Wodrow has an anecdote in his delightful Analecta which shall introduce us into our subject to-night. Mr. John Menzies was a very pious and devoted pastor; he was a learned man also, and well seen in the Popish and in the Arminian controversies. And to the end of his life he was much esteemed of the people of Aberdeen as a foremost preacher of the gospel. And yet, 'Oh to have one more Sabbath in my pulpit!' he cried out on his death-bed. 'What would you then do?' asked some one who sat at his bedside. 'I would preach to my people on the tremendous difficulty of salvation!'
exclaimed the dying man.
1. Now, the first difficulty that stands in the way of our salvation is the stupendous mass of guilt that has accumulated upon all of us.

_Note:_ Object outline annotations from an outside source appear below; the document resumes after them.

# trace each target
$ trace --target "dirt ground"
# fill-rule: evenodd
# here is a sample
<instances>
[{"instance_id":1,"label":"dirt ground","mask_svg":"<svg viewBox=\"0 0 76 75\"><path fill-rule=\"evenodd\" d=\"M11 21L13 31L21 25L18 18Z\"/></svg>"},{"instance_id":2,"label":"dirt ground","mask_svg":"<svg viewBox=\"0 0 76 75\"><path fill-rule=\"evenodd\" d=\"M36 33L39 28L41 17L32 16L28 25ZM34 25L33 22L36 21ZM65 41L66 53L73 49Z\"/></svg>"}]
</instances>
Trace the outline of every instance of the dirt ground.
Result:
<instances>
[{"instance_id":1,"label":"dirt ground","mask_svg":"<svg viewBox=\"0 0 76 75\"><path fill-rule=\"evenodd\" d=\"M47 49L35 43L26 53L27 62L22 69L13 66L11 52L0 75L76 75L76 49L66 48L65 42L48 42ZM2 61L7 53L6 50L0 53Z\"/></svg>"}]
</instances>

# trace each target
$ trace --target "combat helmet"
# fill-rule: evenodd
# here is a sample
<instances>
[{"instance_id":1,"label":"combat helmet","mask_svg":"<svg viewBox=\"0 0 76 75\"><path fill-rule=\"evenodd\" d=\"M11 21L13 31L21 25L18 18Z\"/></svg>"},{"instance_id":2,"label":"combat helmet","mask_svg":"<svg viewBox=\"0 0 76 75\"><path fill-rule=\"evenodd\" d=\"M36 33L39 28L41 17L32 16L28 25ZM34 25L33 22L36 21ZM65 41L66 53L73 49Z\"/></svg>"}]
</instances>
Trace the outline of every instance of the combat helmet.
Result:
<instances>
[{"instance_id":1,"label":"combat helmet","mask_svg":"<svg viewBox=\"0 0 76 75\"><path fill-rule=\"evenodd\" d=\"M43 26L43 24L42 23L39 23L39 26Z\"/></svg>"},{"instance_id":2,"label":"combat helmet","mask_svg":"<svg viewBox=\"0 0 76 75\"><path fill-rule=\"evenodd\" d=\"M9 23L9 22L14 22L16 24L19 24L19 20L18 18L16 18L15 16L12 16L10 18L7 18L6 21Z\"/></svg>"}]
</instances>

Our guilt is so great that we dare not think of it. It is too horrible to believe that we shall ever be called to account for one in a thousand of it. It crushes our minds with a perfect stupor of horror, when for a moment we try to imagine a day of judgment when we shall be judged for all the deeds that we have done in the body. Heart-beat after heart-beat, breath after breath, hour after hour, day after day, year after year, and all full of sin; all nothing but sin from our mother's womb to our grave. Sometimes one outstanding act of sin has quite overwhelmed us. But before long that awful sin fell out of sight and out of mind. Other sins of the same kind succeeded it. Our sense of sin, our sense of guilt was soon extinguished by a life of sin, till, at the present moment the accumulated and tremendous load of our sin and guilt is no more felt by us than we feel the tremendous load of the atmosphere. But, all the time, does not our great guilt lie sealed down upon us? Because we are too seared and too stupefied to feel it, is it therefore not there? Because we never think of it, does that prove that both God and man have forgiven and forgotten it? Shall the Judge of all the earth do right in the matter of all men's guilt but ours? Does the apostle's warning not hold in our case?--his awful warning that we shall all stand before the judgment-seat? And is it only a strong figure of speech that the books shall be opened till we shall cry to the mountains to fall on us and to the rocks to cover us? Oh no! the truth is, the half has not been told us of the speechless stupefaction that shall fall on us when the trumpet shall sound and when Alp upon Alp of aggravated guilt shall rise up high as heaven between us and our salvation. Difficulty is not the name for guilt like ours.
Impossibility is the better name we should always know it by.
2. Another difficulty or impossibility to our salvation rises out of the awful corruption and pollution of our hearts. But is there any use entering on that subject? Is there one man in a hundred who even knows the rudiments of the language I must now speak in?
Is there one man in a hundred in whose mind any idea arises, and in whose heart any emotion or passion is kindled, as I proceed to speak of corruption of nature and pollution of heart? I do not suppose it. I do not presume upon it. I do not believe it. That most miserable man who is let down of God's Holy Spirit into the pit of corruption that is in his own heart,--to him his corruption, added to his guilt, causes a sadness that nothing in this world can really relieve; it causes a deep and an increasing melancholy, such as the ninety and nine who need no repentance and feel no pollution know nothing of. All living men flee from the corruption of an unburied corpse. The living at once set about to bury their dead.
'I am a stranger and a sojourner among you,' said Abraham to the children of Heth; 'give me a possession of a burying-place among you that I may bury my dead out of my sight.' But Paul could find no grave in the whole world in which to bury out of his sight the body of death to which he was chained fast; that body of sin and death which always makes the holiest of men the most wretched of men,--till the loathing and the disgust and the misery that filled the apostle's heart are to be understood by but one in a thousand even of the people of God.
3. And then, as if to make our salvation a very hyperbole of impossibility, the all but almighty power of indwelling sin comes in. Have you ever tried to break loose from the old fetter of an evil habit? Have you ever said on a New Year's Day with Thomas A
Kempis that this year you would root that appetite,--naming it,--
out of your body, and that vice,--naming it,--out of your heart?
Have you ever sworn at the Communion table that you would watch and pray, and set a watch on your evil heart against that envy, and that revenge, and that ill-will, and that distaste, dislike, and antipathy? Then your minister will not need to come back from his death-bed to preach to you on the difficulty of salvation.